Clinical Relevance: In cases of trauma to the primary teeth, diagnosis and appropriate management is necessary to alleviate the pain and discomfort for the child and to decrease the risk of damage to the permanent successor. It is important to prevent inducing fear and dental anxiety in children during the management of this injury.

Article

Dental injury is a common injury1,2 and a review by Glendor reported that one-third of all pre-school children have suffered a traumatic dental injury involving the primary dentition.3 Trauma to the primary dentition can result in pain, loss of function, aesthetic concerns and psychological consequences for the child and his/her family. The peak incidence of dental trauma is between 1 and 3 years of age and the most commonly affected teeth in both the dentitions are the maxillary incisors,4 because of their position in the dental arch. According to a Brazilian study, gender of the pre-school child and socio-economic factors are not significantly associated with traumatic dental injury to the primary dentition.5

Aetiology

Trauma to the primary dentition can be caused by different factors, such as:

  • Accidents and sports.
  • Orotracheal intubation – premature infants who require assisted ventilation may suffer from palatal groove formation along the hard palate, acquired palatal clefting and altered development of the dental arch in the primary dentition due to pressure from the endotracheal tube. It usually affects the maxillary primary incisor teeth, predominantly the left maxillary incisors. A possible explanation for this could be the placement site of the endotracheal tube causing follicular damage.6
  • Non accidental injury (NAI) or physical abuse – Orofacial injuries are found in more than 50% of the children with NAI.7 A cohort study from Scotland reported that 59% of physically abused children had orofacial signs, such as bruises and abrasions that would be easily visible to a dentist.8 An apparent discrepancy in the trauma history provided by the parents and the injuries found on examination, or a delay in presentation along with a different history by each parent, should arouse suspicion in the clinician's mind regarding NAI. A torn upper labial fraenum in a very young baby is an unusual injury and a cause for concern, especially when the trauma history is suspicious. If NAI is suspected, then the local safeguarding children protocol should be followed.
  • Some predisposing factors to dental trauma in children are:

  • Increased overjet and insufficient lip cover;9
  • Protrusion of upper incisors;7
  • Anterior openbite: in a study among Brazilian pre-school children, it was noted that children with anterior openbite had twice the level of traumatic dental injury compared to those with a normal occlusal relationship;5
  • Hyperactivity;10,11
  • Poor motor co-ordination and epilepsy.
  • Types of injuries to the primary dentition

    The extent and type of injury is usually related to the direction and intensity of the impacting traumatic force.12 In the primary dentition, luxation injuries are more common than fractures owing to the less dense facial skeleton, plasticity of the periodontal ligament and short roots of deciduous teeth.13 The different types of injuries are:

  • Crown fracture (uncomplicated, complicated);
  • Root fracture;
  • Crown-root fractures;
  • Concussion;
  • Subluxation;
  • Luxation injuries;
  • Avulsion;
  • Injury to the alveolar process.
  • History and examination

    A good history-taking followed by a thorough examination is essential following a traumatic injury in order to aid diagnosis and subsequent management. Notes should be clear and contemporaneous in all cases of trauma and they may sometimes be needed for legal purposes, such as compensation claims. Information regarding the time and cause of the injury should be noted in addition to the patient's medical history, any head injury, the child's conscious level, tetanus immunization status and whether any lost teeth or tooth fragments have been accounted for.

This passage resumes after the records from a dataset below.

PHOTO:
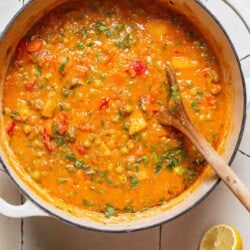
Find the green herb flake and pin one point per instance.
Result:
(80, 165)
(63, 65)
(123, 42)
(69, 156)
(134, 182)
(120, 112)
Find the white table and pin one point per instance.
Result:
(183, 233)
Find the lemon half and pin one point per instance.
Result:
(221, 237)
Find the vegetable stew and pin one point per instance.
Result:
(82, 94)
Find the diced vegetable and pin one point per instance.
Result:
(10, 128)
(34, 46)
(46, 140)
(181, 62)
(104, 103)
(137, 122)
(158, 28)
(49, 106)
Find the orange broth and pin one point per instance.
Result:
(81, 98)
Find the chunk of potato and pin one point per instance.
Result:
(104, 149)
(137, 122)
(158, 28)
(181, 62)
(49, 106)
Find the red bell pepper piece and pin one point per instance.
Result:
(10, 128)
(104, 103)
(46, 140)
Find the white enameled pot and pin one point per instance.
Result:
(231, 72)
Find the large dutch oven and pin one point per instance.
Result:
(231, 72)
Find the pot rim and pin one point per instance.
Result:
(108, 230)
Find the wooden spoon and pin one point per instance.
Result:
(175, 115)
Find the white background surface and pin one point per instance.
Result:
(183, 233)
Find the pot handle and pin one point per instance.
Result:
(244, 14)
(28, 209)
(248, 91)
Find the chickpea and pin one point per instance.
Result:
(124, 150)
(128, 109)
(130, 145)
(123, 179)
(119, 169)
(87, 144)
(36, 176)
(216, 89)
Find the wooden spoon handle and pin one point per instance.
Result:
(218, 164)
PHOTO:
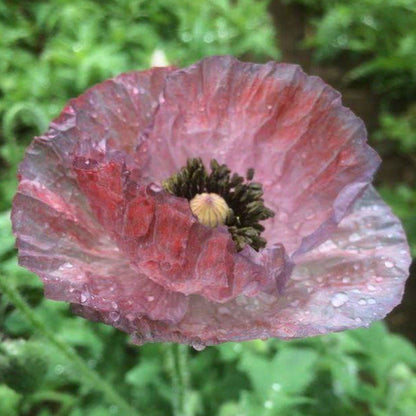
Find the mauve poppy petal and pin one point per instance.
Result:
(163, 240)
(309, 151)
(58, 236)
(349, 281)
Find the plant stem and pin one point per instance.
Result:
(174, 378)
(85, 373)
(177, 363)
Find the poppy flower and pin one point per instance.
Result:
(225, 201)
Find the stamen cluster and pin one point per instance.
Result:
(243, 197)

    Extra-oral examination

    In the case of a non-co-operative or a very young child, adult assistance may be necessary for the examination. If a child cannot sit or is unwilling to sit on his/her own in the dental chair, an examination can be carried out by laying the child on the parent's knees and leaning his/her head back onto the dentist's knees (Figure 1).

    Figure 1. Examination of a young child laid across the parent's knee.

    The clinician should look for any facial lacerations, haematomas and bleeding. Facial bone injuries or fractures should be ruled out by observing signs (eg limited mouth opening, facial asymmetry, bleeding from the nostrils), palpation and by undertaking radiographic examination if needed.

    Intra-oral examination

    This should include:

  • Soft tissue examination, including the investigation of any lacerations for tooth fragments and foreign material. Submucosal haemorrhage under the tongue can be suggestive of fracture of the mandible.
  • Examination of the alveolar bone and occlusal abnormalities.
  • Examination of the teeth including tooth colour, mobility, fracture and displacement. If several teeth move together in an enblock fashion, a fracture of the alveolar bone should usually be suspected.
  • Radiographic examination

    A chest radiograph is advised when a lost tooth cannot be accounted for. A soft tissue radiographic examination is needed to confirm suspicion of a buried tooth fragment. Suggested radiographic views to be taken when suspecting dental trauma are: reproducible long cone technique periapicals, occlusal view or extra-oral lateral view, depending on the clinical presentation and the ability of the child to cope. Sometimes a parent's help may be needed, especially in a young child, to hold the film holder and stabilize the child's head.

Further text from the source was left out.